Description
This delicious Keto Burrito combines low-carb ingredients like a large low-carb tortilla, shredded cheddar cheese, cooked ground beef or shredded chicken, and cauliflower rice to create a satisfying and flavorful meal perfect for those following a ketogenic or low-carb diet. Enhanced with sour cream, guacamole, and salsa, this burrito is versatile, quick to prepare, and can be toasted for a crispy finish.
Ingredients
Scale
Main Ingredients
- 1 large low-carb tortilla (4–6g net carbs)
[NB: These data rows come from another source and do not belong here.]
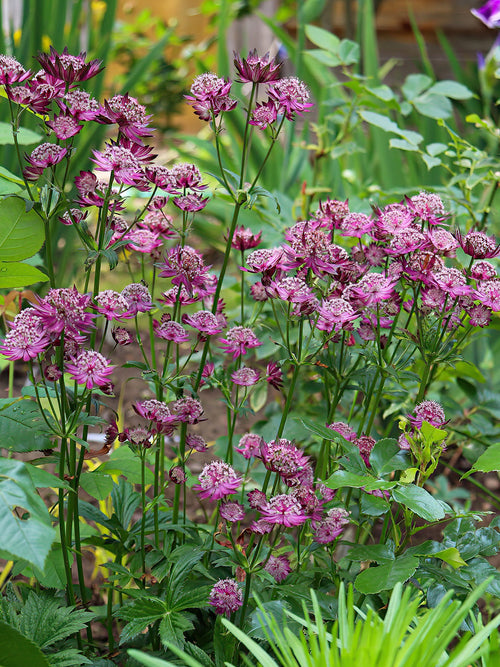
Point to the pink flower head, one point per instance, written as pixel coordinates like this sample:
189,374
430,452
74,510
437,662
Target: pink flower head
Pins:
232,511
244,239
217,480
128,114
278,567
238,340
170,330
429,411
245,376
65,309
26,338
204,321
264,114
283,509
45,155
250,445
291,95
138,298
478,245
68,68
255,69
226,596
11,71
112,305
331,527
283,457
489,13
90,368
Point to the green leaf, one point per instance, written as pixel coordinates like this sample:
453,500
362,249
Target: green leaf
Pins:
385,577
22,428
27,538
419,501
16,649
489,461
18,274
21,231
323,38
25,137
453,89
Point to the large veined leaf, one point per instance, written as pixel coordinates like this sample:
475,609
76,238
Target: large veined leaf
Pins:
21,231
27,538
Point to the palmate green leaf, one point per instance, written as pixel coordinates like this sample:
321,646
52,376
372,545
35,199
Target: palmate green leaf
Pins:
21,231
28,538
386,576
16,649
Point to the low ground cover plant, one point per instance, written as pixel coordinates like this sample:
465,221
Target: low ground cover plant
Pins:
339,327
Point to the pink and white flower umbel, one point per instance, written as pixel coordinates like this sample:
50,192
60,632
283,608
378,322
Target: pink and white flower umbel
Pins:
217,480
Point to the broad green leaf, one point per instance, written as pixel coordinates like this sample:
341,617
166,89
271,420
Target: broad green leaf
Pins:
27,538
19,274
25,137
323,38
489,461
419,501
453,89
21,232
385,577
16,649
22,428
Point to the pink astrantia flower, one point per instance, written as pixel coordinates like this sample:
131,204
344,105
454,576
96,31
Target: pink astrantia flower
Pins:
278,567
245,376
45,155
238,341
226,596
138,298
331,526
291,95
217,480
283,509
26,338
90,368
255,69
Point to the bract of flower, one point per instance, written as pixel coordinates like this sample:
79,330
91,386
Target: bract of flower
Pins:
278,567
478,245
255,69
331,527
126,159
90,368
489,13
283,457
430,411
204,321
187,410
226,596
43,156
250,445
65,309
112,305
26,338
130,116
232,511
217,480
69,68
264,114
244,239
283,509
170,330
238,341
292,95
11,71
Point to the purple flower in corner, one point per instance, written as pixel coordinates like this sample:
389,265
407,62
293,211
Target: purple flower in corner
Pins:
489,13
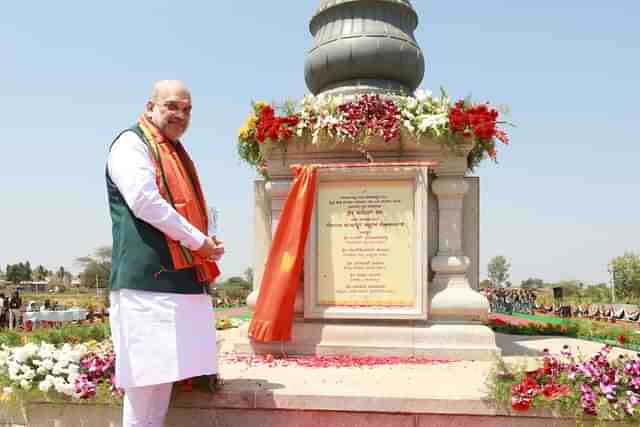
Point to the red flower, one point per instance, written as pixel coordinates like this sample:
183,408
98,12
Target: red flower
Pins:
272,127
521,404
552,390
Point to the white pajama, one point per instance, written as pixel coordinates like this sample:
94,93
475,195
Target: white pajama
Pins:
158,338
146,406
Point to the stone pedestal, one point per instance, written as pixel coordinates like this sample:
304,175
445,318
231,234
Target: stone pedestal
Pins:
452,327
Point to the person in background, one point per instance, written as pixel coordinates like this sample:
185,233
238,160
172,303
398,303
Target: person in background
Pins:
4,305
15,304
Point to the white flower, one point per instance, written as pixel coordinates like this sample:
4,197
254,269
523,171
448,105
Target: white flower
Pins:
428,121
4,358
73,376
64,387
45,386
59,368
73,368
28,373
46,351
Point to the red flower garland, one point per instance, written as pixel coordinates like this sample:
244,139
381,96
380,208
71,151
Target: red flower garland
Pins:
479,121
273,127
373,114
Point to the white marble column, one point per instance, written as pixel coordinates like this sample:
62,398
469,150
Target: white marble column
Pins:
452,298
276,192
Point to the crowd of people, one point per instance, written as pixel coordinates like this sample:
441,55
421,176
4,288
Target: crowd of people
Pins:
10,310
508,300
13,309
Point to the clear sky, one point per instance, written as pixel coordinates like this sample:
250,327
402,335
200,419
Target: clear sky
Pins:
564,199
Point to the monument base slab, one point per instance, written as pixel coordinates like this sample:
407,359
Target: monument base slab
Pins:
441,340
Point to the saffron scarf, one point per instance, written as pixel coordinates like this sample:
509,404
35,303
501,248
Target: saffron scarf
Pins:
179,185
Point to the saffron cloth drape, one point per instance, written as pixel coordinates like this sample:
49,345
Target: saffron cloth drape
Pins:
273,317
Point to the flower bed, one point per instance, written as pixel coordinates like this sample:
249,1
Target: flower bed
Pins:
599,387
46,371
332,119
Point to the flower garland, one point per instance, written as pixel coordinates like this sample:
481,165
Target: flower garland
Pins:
357,121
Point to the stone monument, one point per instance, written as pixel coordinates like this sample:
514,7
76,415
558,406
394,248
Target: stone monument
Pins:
391,261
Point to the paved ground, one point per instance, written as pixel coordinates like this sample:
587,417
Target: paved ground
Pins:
456,380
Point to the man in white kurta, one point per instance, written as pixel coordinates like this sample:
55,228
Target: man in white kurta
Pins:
159,337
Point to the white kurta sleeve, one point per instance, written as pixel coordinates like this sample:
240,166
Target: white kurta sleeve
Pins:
131,169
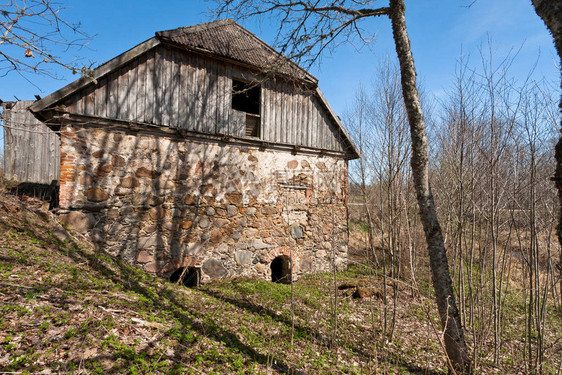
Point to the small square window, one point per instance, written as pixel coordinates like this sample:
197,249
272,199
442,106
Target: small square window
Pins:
246,98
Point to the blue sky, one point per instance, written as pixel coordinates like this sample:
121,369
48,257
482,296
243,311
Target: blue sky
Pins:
438,30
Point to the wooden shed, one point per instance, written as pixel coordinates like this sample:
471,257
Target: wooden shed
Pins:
204,148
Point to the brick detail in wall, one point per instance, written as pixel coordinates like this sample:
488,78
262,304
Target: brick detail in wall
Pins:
162,203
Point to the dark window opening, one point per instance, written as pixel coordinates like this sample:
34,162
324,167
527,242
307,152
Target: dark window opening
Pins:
281,270
246,98
191,277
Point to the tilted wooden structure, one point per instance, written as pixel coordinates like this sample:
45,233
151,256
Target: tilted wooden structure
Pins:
203,147
31,149
183,79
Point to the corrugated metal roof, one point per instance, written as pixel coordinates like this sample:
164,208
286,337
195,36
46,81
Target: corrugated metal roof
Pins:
229,40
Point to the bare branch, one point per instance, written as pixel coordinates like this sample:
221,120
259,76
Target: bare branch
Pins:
33,35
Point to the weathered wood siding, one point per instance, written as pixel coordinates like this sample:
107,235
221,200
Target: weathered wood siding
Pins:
175,88
31,149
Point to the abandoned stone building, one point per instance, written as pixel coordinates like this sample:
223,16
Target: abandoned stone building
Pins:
203,149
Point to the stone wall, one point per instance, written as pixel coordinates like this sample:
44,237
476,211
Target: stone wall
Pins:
162,202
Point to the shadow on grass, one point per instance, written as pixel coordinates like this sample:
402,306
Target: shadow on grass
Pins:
190,318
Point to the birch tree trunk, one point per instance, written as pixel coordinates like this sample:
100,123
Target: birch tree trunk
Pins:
449,315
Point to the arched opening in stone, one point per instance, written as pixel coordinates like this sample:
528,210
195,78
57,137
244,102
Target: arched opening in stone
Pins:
281,270
190,279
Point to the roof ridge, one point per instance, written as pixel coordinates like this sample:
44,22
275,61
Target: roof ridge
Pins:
200,26
279,59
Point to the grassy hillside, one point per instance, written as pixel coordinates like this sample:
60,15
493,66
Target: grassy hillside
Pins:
64,308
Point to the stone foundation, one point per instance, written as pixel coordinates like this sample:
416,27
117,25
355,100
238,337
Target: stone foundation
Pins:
163,203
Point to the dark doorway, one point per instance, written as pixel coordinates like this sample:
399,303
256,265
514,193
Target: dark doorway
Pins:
281,270
191,278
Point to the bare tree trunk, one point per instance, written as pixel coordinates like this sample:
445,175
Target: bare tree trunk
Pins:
550,11
449,314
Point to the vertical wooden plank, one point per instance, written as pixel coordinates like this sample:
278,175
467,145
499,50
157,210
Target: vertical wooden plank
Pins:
191,102
228,98
292,135
300,117
149,88
77,103
157,88
201,89
264,111
123,84
141,87
176,94
90,100
113,94
166,86
270,119
310,127
101,98
133,91
222,126
317,124
182,91
211,115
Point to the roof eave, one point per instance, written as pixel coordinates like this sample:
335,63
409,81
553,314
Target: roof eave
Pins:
354,154
95,75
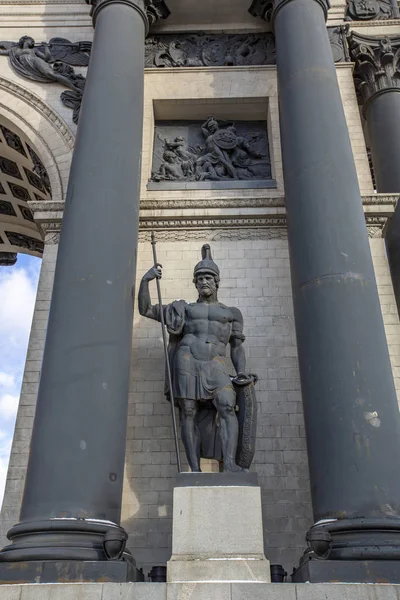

- ½ cup shredded cheddar cheese
- ½ cup cooked ground beef or shredded chicken
- ¼ cup cauliflower rice (steamed or sautéed)
Toppings & Extras
- 2 tablespoons sour cream
- 2 tablespoons guacamole or sliced avocado
- 2 tablespoons salsa (no added sugar)
- 1 tablespoon chopped red onion (optional)
- 1 tablespoon chopped cilantro (optional)
- Salt and pepper to taste
Instructions
- Warm the tortilla: Heat the low-carb tortilla in a skillet over medium heat or microwave it for a few seconds until it becomes pliable and easy to fold.
- Layer the fillings: In the center of the warmed tortilla, layer shredded cheddar cheese, cooked meat, cauliflower rice, sour cream, guacamole, salsa, and optional red onion and cilantro. Season with salt and pepper as desired.
- Fold and roll: Fold in the sides of the tortilla, then roll it tightly into a burrito shape ensuring the fillings are securely enclosed.
- Toast the burrito (optional): Place the burrito seam-side down in a hot skillet and cook for 1 to 2 minutes per side until the tortilla is golden brown and crisp.
- Serve warm: Remove from the skillet and serve your keto burrito immediately for the best taste and texture.
Notes
- You can swap ground beef for steak, turkey, or carnitas to vary the flavor profile.
- Add shredded lettuce or sautéed peppers to increase volume without significantly adding carbs.
- Check the nutrition label on your low-carb tortilla, as net carbs can vary greatly between brands.